As receitas cresceram em ritmo bem menor. O plano arrecadou R$ 3,76 bilhões em 2025, cerca de 5% acima do registrado no ano anterior. Desse montante, aproximadamente R$ 2,06 bilhões vieram da Caixa, R$ 1,39 bilhão das mensalidades pagas pelos beneficiários e R$ 304 milhões das coparticipações.
A diferença entre as receitas efetivas e as despesas totais resultou em déficit operacional de R$ 627,8 milhões. Segundo o relatório, R$ 581,1 milhões em contribuições patronais incidentes sobre valores pagos em ações judiciais e acordos trabalhistas referentes a exercícios anteriores foram incorporados ao custeio do plano. Para completar a cobertura do déficit, foram utilizados cerca de R$ 46,7 milhões da reserva técnica. O saldo da reserva ao fim do exercício ficou em aproximadamente R$ 67,1 milhões.
Entre os fatores que pressionaram os gastos estão as internações, principal linha de custo do plano. Elas consumiram cerca de R$ 1,78 bilhão em 2025, alta próxima de 17% sobre o ano anterior. Os gastos conjuntos com medicamentos quimioterápicos, radioterapia e órteses, próteses e materiais especiais (OPME) chegaram a R$ 810,3 milhões, crescimento de 11,5%. Os medicamentos quimioterápicos tiveram alta de 36,4%. As despesas com terapias, por sua vez, aumentaram 18,2%, de R$ 226,3 milhões para R$ 267,6 milhões.

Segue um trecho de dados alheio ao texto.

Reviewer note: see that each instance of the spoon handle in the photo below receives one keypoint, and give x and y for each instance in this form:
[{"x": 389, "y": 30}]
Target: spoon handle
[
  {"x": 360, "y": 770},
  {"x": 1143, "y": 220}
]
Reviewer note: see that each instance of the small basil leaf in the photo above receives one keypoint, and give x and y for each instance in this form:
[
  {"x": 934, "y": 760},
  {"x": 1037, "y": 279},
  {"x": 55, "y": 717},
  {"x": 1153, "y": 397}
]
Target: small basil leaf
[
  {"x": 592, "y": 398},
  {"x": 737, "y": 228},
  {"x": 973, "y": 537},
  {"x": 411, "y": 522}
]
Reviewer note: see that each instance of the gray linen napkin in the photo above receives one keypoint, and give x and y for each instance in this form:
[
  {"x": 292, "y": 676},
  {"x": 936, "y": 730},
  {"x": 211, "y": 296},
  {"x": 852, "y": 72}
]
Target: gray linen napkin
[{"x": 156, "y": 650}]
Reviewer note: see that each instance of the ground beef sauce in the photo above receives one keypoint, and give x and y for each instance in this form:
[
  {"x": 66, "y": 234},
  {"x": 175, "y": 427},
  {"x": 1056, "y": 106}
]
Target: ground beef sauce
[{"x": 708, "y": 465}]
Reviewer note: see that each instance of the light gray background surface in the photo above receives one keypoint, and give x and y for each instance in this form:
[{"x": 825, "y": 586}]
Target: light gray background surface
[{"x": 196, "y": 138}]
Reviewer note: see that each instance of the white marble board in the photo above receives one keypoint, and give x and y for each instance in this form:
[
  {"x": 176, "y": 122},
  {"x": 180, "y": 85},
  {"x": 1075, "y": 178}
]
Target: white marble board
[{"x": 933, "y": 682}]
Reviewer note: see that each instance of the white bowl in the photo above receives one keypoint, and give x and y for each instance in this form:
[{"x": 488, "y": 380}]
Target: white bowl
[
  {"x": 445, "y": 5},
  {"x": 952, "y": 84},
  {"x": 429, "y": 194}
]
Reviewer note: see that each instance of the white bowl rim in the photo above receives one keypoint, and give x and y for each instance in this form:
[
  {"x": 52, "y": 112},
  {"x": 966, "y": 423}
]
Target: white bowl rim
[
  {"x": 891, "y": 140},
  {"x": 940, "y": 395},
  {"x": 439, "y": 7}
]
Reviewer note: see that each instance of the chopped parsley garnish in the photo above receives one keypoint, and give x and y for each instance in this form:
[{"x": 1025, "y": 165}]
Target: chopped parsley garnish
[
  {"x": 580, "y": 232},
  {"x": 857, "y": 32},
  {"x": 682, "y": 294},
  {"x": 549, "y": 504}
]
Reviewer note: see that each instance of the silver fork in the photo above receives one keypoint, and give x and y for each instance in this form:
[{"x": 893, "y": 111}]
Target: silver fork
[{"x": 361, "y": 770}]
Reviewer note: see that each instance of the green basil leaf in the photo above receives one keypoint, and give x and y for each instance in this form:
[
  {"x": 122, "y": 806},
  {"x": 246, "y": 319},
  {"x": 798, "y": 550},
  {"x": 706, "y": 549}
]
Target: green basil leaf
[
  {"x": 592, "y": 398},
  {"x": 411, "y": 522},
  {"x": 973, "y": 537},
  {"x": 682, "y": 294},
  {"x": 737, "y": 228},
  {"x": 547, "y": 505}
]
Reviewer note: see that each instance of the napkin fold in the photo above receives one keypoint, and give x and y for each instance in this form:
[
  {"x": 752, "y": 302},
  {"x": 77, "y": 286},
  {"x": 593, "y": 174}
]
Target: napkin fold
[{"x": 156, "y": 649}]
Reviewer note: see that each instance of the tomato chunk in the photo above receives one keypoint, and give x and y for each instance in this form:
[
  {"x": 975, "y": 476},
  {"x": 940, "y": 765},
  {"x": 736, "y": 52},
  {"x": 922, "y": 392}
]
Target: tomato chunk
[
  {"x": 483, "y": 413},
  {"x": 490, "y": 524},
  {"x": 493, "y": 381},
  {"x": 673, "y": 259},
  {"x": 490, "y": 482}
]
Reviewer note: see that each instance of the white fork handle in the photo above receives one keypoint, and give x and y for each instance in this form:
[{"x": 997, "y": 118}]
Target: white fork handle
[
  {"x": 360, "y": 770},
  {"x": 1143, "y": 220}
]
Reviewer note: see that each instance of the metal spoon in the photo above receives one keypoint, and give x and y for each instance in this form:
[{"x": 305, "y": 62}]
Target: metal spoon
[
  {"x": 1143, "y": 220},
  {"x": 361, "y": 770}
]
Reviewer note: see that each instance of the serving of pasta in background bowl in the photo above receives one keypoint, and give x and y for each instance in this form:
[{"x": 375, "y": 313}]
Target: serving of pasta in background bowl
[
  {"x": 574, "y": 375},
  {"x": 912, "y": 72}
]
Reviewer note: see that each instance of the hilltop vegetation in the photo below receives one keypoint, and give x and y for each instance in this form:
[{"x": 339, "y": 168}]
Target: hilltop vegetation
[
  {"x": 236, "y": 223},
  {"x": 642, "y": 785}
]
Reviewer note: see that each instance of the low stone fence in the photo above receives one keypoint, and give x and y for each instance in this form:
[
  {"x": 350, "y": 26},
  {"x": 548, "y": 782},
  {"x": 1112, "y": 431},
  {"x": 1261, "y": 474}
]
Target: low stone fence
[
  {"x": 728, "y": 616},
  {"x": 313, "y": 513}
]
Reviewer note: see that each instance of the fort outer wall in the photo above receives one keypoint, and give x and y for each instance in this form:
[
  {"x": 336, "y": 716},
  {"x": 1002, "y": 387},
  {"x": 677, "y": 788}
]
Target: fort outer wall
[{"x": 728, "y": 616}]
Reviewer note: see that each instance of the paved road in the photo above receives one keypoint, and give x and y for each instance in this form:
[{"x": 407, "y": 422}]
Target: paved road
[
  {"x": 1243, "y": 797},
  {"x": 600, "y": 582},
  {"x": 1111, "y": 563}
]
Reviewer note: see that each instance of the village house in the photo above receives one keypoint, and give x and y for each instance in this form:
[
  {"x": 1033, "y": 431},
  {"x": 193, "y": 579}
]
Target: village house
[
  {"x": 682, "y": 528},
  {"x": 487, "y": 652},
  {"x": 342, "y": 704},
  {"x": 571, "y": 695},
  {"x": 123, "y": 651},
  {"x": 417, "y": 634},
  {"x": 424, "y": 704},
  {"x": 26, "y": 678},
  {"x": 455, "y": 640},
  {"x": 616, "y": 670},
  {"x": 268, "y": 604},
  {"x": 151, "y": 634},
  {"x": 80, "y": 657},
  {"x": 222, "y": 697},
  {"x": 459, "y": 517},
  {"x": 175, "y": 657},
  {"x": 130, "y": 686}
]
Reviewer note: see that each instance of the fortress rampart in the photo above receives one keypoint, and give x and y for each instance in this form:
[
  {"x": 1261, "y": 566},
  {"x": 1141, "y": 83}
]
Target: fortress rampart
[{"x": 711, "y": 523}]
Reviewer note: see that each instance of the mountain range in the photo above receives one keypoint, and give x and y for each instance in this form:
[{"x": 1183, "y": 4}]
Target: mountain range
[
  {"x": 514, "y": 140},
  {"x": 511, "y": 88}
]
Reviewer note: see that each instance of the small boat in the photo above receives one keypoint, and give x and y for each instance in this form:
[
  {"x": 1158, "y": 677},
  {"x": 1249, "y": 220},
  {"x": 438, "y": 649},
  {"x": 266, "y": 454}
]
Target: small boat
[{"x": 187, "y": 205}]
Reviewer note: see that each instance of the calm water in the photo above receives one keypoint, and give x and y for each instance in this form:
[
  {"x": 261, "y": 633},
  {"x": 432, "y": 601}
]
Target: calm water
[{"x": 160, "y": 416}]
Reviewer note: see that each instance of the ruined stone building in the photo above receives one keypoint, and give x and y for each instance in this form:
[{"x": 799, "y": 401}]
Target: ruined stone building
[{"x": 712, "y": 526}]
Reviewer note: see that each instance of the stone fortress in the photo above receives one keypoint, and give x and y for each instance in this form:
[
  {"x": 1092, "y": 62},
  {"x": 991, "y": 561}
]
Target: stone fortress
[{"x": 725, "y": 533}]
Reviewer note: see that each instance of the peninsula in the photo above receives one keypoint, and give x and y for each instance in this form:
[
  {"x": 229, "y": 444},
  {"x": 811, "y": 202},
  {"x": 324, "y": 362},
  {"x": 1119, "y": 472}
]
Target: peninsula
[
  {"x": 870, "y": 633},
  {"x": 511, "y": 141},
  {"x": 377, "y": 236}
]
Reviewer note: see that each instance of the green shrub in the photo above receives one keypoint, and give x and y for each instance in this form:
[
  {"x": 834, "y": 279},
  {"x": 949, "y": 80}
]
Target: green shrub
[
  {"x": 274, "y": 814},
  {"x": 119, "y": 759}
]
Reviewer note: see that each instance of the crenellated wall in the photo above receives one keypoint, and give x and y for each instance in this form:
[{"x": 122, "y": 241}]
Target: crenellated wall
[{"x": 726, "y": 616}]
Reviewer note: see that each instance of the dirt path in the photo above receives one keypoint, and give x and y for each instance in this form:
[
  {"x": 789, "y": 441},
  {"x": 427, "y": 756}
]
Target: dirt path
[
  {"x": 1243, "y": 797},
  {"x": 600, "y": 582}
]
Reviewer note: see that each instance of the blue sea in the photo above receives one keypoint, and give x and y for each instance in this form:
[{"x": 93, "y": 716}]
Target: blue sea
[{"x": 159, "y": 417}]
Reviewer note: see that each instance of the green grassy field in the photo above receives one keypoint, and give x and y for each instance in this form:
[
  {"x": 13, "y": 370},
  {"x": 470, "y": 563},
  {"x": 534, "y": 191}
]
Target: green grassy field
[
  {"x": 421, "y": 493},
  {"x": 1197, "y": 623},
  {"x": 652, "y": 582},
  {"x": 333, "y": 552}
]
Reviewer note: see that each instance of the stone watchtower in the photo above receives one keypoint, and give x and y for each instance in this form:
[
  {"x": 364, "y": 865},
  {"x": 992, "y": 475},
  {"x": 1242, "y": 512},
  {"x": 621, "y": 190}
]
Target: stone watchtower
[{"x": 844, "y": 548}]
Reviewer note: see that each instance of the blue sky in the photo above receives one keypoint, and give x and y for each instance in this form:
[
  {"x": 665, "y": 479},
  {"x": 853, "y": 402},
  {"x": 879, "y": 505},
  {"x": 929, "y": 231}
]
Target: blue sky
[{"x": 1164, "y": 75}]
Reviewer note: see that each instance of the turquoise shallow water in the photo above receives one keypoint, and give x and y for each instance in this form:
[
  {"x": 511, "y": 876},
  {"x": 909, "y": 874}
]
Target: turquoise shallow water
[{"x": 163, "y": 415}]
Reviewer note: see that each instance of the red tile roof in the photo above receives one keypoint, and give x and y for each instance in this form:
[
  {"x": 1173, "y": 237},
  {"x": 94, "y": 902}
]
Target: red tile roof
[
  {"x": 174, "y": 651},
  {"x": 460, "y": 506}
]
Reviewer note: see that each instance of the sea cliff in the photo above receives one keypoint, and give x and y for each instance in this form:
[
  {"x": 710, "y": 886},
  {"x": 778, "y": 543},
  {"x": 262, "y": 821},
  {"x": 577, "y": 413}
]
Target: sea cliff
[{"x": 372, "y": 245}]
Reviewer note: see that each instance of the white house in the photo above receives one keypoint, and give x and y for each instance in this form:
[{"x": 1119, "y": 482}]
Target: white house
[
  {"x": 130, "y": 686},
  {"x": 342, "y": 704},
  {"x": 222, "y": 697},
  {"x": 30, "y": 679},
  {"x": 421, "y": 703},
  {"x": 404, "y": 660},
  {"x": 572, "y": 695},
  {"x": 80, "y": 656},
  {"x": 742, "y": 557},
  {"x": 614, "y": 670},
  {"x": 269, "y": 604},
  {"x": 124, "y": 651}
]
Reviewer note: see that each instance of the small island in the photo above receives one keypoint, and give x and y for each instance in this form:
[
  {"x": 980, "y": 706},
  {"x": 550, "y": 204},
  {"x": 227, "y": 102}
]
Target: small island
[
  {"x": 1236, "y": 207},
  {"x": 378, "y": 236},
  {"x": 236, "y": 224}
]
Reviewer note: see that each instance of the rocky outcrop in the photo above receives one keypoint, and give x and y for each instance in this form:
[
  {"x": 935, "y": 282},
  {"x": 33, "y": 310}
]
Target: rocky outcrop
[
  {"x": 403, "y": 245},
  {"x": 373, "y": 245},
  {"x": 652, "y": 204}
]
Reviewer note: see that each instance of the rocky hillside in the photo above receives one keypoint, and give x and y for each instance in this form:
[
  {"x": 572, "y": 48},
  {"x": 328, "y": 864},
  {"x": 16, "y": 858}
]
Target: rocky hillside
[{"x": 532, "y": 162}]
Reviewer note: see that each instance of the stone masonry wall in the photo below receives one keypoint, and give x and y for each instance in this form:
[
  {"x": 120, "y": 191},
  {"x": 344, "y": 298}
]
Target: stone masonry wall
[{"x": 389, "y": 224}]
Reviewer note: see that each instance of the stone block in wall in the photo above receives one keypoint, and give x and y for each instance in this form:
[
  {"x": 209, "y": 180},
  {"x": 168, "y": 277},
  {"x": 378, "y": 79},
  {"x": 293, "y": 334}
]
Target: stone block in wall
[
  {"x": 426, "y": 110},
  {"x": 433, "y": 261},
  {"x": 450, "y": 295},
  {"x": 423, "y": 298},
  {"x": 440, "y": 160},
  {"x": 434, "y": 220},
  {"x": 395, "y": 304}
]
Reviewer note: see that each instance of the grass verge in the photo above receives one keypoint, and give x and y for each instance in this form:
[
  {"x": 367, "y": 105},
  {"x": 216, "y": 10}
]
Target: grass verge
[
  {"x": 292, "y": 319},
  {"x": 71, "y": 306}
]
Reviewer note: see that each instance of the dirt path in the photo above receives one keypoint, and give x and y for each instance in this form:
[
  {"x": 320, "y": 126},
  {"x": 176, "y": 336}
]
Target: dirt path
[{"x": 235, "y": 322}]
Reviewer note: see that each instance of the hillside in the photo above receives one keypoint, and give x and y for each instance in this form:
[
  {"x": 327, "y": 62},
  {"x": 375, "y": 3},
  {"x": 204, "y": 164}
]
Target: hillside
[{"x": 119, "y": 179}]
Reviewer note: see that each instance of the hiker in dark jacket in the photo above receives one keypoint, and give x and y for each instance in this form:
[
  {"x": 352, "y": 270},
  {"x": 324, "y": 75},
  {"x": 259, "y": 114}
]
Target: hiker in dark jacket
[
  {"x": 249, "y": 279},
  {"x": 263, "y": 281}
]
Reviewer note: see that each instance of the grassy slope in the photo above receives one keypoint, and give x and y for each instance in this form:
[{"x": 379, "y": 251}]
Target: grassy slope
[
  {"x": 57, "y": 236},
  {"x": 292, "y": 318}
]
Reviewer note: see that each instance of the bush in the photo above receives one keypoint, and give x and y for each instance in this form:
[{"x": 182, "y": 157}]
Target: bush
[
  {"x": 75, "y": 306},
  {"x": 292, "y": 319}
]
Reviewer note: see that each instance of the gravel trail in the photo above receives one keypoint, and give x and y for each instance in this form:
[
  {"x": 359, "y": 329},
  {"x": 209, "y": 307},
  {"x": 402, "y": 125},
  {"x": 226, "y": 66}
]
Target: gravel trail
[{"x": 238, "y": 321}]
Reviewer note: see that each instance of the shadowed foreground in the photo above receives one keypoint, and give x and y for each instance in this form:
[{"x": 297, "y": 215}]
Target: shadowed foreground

O envelhecimento da população coberta também aparece entre os fatores de pressão. Ao fim de 2025, 29,68% dos beneficiários tinham 60 anos ou mais. O custo assistencial anual per capita chegou a R$ 15.824,24, ante R$ 12.816,54 em 2024.
A carteira terminou dezembro com 273.462 beneficiários, sendo 127.475 titulares e 145.987 dependentes. Em dezembro de 2024, eram 275.897 usuários. A redução ocorreu principalmente entre os dependentes, cujo número caiu 2% no período, enquanto o total de titulares cresceu 0,5%. (Fonte: Seeb Campinas).